Eu mudaria o meu casamento, não tenho dúvida. Imagina uma moça conhecer um rapaz aos 15 anos. Mas eu fui um problema, do jeito que eu cantava... Era algo visível aos amigos todos, Aloysio de Oliveira, maestro Gaya, Leo Peracchi, Radamés Gnatalli. Eles sabiam do meu talento. Se eu tivesse levado aquilo adiante, muitas coisas teriam sido evitadas.
A palavra não é tempo. Eu teria evitado sofrimento, isso sim, Eu não teria alimentado uma fantasia com o casamento pelo qual passei.
É, tudo isso só sai na música, é minha única válvula de escape. Sobretudo nas músicas que me trazem esse passado de volta.
Ele ajuda profundamente. Eu nunca vi um (artista talentoso) feliz. Atrás de um grande astro tem sempre a família desajustada, uma mãe, um parente doente, um irmão que não dá certo.
Se eu pudesse, escolheria uma vida normal e anônima com música, não teria o menor problema. Eu não queria ser famosa, queria era dinheiro, queria sustentar meus filhos. Meu marido não mandou nenhum dinheiro para os filhos, fiquei 45 anos sem pensão alimentícia para o João Gilberto (um de seus três filhos, batizado assim em homenagem ao compositor baiano). Eu ia sustentar um advogado na Venezuela com que dinheiro?
Sim, gravei algumas canções dele naquela época, mas a Elis Regina era a pessoa que todos (os compositores) almejavam, e ele estava procurando se encontrar também
Não, e eu não conheço ninguém que tenha batido boca com a Elis. As mulheres saíam de perto e os homens, que dependiam dela para gravar suas músicas ou tocar, ficavam ali, grudados no r... dela.
Eu fui mulher do Gil, mas nunca entendi a Tropicália e nem quero entender. O Caetano Veloso se ressente um pouco quando eu digo isso e o Gil fica me olhando assim com um olhar estranho. Eu não vim do interior, não era nordestina, não tinha que firmar nada. Só tinha que cantar. Vou querer mudar o mundo? Eles não tinham merda nenhuma e queriam mudar o mundo?
Você acha que teve? Sério, estou perguntando porque não sei mesmo. Você acha que teve? A mim não tocou nada, o que me tocou foi o bossa nova. Agora, meia dúzia de intelectuais de outros estados... Primeiro que eu não entendia Luiz Gonzaga, pô. Eu era uma menina do Rio de Janeiro.
Claro que sim, gosto, conheci o próprio. Mas depois também conheci o Gonzaguinha. E se colocarem um ao lado do outro, me pergunte pra onde é que eu vou?

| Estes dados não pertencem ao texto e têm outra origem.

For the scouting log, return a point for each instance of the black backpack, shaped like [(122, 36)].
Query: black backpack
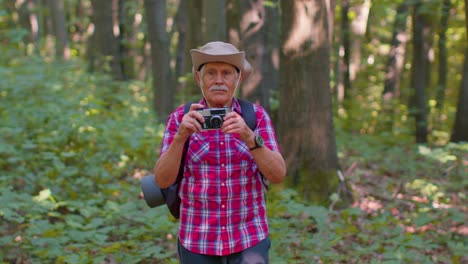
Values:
[(171, 194)]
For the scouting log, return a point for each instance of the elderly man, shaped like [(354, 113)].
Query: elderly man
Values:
[(223, 208)]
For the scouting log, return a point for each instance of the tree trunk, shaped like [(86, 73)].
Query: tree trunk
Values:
[(343, 83), (270, 53), (214, 14), (163, 88), (62, 49), (251, 17), (306, 118), (420, 72), (105, 47), (358, 29), (460, 128), (442, 82), (193, 12), (396, 57)]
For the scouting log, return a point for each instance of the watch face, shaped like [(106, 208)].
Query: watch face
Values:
[(259, 141)]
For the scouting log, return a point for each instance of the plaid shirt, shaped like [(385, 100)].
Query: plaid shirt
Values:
[(223, 207)]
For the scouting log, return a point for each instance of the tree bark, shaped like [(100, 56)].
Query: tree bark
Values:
[(62, 49), (396, 57), (460, 128), (343, 83), (306, 118), (420, 72), (442, 82), (358, 30), (163, 87), (105, 54), (214, 14)]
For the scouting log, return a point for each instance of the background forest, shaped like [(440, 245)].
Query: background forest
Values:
[(369, 99)]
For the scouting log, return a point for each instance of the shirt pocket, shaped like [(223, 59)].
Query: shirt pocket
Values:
[(199, 148), (242, 151)]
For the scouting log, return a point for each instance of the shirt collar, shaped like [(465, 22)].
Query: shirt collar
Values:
[(234, 107)]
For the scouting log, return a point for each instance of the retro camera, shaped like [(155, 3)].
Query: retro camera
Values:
[(214, 117)]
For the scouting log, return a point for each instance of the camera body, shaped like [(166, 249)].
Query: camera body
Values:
[(152, 194), (214, 117)]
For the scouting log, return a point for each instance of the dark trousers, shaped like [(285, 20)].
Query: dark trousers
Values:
[(257, 254)]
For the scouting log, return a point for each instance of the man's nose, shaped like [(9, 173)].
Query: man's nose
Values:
[(219, 78)]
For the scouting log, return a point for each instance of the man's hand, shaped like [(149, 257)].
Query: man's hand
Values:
[(234, 123), (191, 122)]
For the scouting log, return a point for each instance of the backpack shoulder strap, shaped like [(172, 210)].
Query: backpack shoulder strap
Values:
[(187, 107), (248, 113)]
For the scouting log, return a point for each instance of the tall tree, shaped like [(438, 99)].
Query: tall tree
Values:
[(306, 118), (442, 82), (420, 70), (104, 53), (252, 19), (163, 86), (460, 128), (270, 54), (343, 79), (396, 56), (358, 30), (214, 15), (62, 49)]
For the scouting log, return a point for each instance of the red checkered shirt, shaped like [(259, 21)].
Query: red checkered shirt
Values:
[(223, 196)]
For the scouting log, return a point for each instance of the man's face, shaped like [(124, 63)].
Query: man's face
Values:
[(218, 82)]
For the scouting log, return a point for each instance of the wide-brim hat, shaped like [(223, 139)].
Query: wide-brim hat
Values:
[(218, 51)]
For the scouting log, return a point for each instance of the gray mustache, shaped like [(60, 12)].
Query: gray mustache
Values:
[(218, 88)]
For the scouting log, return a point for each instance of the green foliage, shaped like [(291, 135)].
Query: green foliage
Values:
[(75, 145)]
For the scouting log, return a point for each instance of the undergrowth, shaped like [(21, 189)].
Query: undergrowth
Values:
[(74, 147)]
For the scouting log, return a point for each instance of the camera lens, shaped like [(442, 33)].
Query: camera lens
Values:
[(216, 121)]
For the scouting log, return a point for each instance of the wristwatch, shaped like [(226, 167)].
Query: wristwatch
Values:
[(259, 142)]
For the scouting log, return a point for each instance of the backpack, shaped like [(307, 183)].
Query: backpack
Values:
[(171, 194)]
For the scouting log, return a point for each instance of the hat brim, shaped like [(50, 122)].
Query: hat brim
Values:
[(236, 59)]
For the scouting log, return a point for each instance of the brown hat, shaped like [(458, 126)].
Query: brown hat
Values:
[(218, 51)]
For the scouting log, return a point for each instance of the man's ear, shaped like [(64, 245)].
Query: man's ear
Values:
[(197, 77)]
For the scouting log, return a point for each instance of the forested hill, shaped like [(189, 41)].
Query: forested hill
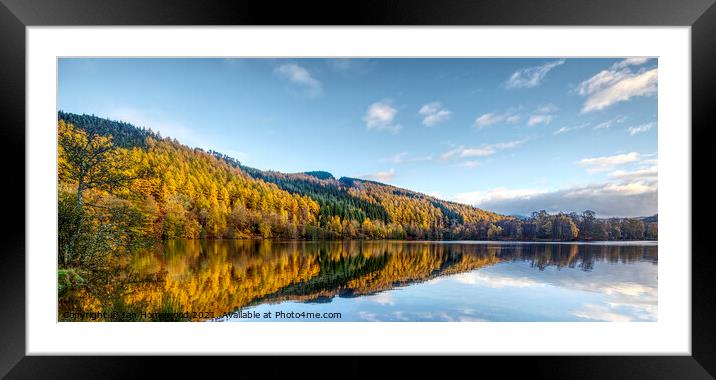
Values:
[(171, 190)]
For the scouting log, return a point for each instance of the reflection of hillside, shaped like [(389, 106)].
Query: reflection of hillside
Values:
[(222, 276)]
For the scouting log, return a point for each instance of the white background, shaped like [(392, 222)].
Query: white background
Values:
[(670, 335)]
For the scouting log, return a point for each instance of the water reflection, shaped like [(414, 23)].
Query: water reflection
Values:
[(382, 280)]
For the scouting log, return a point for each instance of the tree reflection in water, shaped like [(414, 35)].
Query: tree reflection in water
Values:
[(223, 276)]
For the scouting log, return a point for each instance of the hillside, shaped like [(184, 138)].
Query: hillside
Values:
[(180, 192)]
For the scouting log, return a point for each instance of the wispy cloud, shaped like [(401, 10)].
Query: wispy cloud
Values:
[(300, 77), (380, 116), (539, 119), (606, 163), (618, 84), (542, 115), (641, 128), (480, 151), (531, 76), (488, 119), (617, 198), (433, 113), (609, 123), (403, 157), (383, 176), (571, 128)]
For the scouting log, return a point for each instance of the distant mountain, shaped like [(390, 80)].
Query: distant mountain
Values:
[(207, 193)]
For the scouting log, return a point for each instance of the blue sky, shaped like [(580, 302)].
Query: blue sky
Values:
[(510, 135)]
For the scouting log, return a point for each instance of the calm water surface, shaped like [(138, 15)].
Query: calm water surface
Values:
[(383, 281)]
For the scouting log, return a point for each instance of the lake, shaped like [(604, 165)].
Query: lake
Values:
[(249, 281)]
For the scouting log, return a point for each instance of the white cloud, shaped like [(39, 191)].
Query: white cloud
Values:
[(569, 129), (398, 158), (606, 163), (433, 114), (542, 115), (531, 76), (299, 76), (403, 157), (601, 313), (539, 119), (481, 151), (617, 198), (641, 128), (609, 123), (494, 195), (617, 85), (494, 118), (643, 174), (471, 164), (384, 176), (380, 116), (495, 280)]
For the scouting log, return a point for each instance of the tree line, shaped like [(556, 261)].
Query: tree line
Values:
[(121, 185)]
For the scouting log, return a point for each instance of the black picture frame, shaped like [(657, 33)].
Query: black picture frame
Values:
[(16, 15)]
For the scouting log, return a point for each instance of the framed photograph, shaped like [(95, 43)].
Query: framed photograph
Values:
[(408, 179)]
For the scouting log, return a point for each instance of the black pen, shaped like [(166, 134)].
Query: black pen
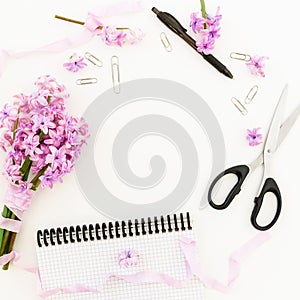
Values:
[(176, 27)]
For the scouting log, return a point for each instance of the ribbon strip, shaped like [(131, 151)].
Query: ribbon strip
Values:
[(10, 225), (191, 254), (89, 31), (193, 267), (13, 255)]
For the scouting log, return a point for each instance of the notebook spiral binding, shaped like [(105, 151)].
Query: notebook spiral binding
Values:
[(111, 230)]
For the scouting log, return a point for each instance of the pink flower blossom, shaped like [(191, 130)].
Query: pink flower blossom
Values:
[(51, 138), (253, 137), (196, 23), (256, 65), (208, 29), (56, 157), (75, 63), (49, 178), (12, 171), (128, 258), (205, 45), (112, 36), (134, 36), (30, 144), (42, 122), (18, 197)]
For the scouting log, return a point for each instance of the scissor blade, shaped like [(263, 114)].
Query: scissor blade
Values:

Claro, pô. Questão de geração. Agora, como é que eu vou entender isso: “Que braseiro, que fornalha, nem um pé de plantação, por falta d’água, perdi meu gado, morreu de sede, meu alazão.” Isso para mim é uma história da carochinha assustadora. Eu não tinha essa vivência. Como melodia? Maravilhosa. Mas como letra? Eu não entendia. E eu vou me condenar por isso, porque o Brasil é imenso? Não, vá à merda. Como também não saio chorando por causa de Adoniran Barbosa nenhum.